В этой формуле соединены три элемента этики: мистический, рациональный и эмпирический; лишенные своей исключительности, т. е. лжи, они становятся руководящими принципами всей нравственной деятельности человека. Каждый из них, отделившись от всеединства, дошел до пропасти и вернулся, обогащенный опытом, в лоно Божественной Премудрости. Притча о блудных сыновьях досказана до конца.
В Церкви неограниченный федерализм совпадает с безусловной централизацией: у каждого человека есть его божественная идея, но не каждый одинаково ее усваивает. Степенью идеальности лица (его нравственного совершенства) должна определяться степень его значения и власти. Объем прав должен соответствовать высоте внутреннего достоинства. Этим дается иерархический принцип общества. В безусловном порядке, в Церкви, царит одно начало — любовь: в естественном порядке эта любовь сообразуется с относительными качествами каждого, т. е. становится справедливостью. Мы знаем, что любовь есть нравственный принцип Церкви, а справедливость — государства. Так осуществляется их органическая связь. Но человек не только существо религиозное, движимое любовью, и существо рациональное, управляемое справедливостью, он также существо материальное, стремящееся к наслаждению. Любовь посредством справедливости должна быть реализована в пользе.
Соловьев заканчивает свое учение об обществе следующим определением свободной теократии: свободная теократия есть такое общество, в котором все три сферы — Церковь, государство и земство, — сохраняя свою относительную самостоятельность, не находятся, однако, во внешнем, механическом разделении, а взаимно проникают друг в друга, как составные части одного органического существа, необходимые друг для друга и соединенные в одной общей цели и общей жизни.

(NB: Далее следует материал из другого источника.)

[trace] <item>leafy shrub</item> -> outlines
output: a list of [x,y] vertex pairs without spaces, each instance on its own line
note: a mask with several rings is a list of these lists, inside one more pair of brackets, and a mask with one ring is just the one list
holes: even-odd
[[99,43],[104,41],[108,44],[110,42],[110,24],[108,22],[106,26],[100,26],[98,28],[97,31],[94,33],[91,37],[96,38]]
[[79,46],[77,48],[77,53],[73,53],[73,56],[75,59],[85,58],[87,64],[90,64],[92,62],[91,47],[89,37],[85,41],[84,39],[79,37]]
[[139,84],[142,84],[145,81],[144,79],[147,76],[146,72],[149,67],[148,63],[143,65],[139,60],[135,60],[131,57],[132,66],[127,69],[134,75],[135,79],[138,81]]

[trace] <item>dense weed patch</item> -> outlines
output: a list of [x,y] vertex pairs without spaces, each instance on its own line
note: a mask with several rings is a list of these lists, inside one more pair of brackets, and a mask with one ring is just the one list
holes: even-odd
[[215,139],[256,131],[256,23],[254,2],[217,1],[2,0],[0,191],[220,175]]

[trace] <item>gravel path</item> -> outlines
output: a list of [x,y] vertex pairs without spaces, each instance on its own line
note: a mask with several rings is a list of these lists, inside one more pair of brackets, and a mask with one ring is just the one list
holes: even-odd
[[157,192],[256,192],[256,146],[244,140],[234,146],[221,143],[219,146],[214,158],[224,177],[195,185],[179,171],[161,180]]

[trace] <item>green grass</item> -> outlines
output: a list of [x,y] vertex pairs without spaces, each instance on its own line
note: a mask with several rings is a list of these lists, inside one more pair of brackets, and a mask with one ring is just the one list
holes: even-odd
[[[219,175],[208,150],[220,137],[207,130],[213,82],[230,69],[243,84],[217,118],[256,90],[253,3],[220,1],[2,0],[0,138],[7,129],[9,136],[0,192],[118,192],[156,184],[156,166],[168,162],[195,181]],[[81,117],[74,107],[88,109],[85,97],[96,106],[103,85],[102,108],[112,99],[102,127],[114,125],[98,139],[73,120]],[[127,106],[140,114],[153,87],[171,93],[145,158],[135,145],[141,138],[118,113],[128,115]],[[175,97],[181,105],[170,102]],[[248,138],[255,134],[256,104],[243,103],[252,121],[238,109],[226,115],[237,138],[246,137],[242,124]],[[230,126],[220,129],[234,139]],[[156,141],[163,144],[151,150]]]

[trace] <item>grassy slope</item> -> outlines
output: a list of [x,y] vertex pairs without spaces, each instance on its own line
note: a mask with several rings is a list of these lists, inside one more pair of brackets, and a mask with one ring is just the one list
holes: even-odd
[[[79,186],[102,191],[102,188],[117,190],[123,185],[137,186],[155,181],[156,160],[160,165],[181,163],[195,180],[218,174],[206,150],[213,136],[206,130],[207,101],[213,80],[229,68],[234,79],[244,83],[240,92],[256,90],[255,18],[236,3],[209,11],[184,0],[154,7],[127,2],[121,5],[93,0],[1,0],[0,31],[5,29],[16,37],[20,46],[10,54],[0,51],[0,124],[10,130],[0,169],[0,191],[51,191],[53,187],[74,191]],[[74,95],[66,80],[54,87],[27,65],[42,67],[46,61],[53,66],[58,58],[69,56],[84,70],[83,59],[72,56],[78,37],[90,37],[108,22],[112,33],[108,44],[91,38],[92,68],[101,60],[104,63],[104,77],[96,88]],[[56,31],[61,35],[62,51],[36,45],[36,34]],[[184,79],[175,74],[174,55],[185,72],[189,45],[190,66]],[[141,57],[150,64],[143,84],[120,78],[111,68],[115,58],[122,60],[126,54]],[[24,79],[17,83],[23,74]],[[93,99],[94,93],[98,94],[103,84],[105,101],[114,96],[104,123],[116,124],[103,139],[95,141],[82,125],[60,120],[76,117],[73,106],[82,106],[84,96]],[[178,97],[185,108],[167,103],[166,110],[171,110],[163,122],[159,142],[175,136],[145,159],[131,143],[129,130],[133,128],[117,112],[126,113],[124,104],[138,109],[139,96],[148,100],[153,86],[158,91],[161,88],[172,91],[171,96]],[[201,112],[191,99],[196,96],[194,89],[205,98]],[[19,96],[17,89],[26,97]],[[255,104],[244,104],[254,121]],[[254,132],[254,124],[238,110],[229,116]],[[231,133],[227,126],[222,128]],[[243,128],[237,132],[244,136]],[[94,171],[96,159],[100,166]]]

Этика Соловьева построена на постулате всеединства. Она отвечает высшему нравственному требованию человеческой природы. Но осуществимо ли это требование? Автор исходит из признания божественного начала в человеке, т. е. из бытия человека в Боге. Стоит только усомниться в существовании Бога, и божественность человека перестает быть достоверной. А если человек не божествен, то и нравственное сознание его становится субъективной иллюзией. Поэтому существование этики для Соловьева неразрывно связано с существованием истинного абсолютного порядка. Он решительно отвергает всякую автономную этику, называя ее «отвлеченным морализмом». Но для решения вопроса о религиозной истине нужно обладать критерием истины вообще, другими словами, этика невозможна без метафизики, а метафизика — без гносеологии.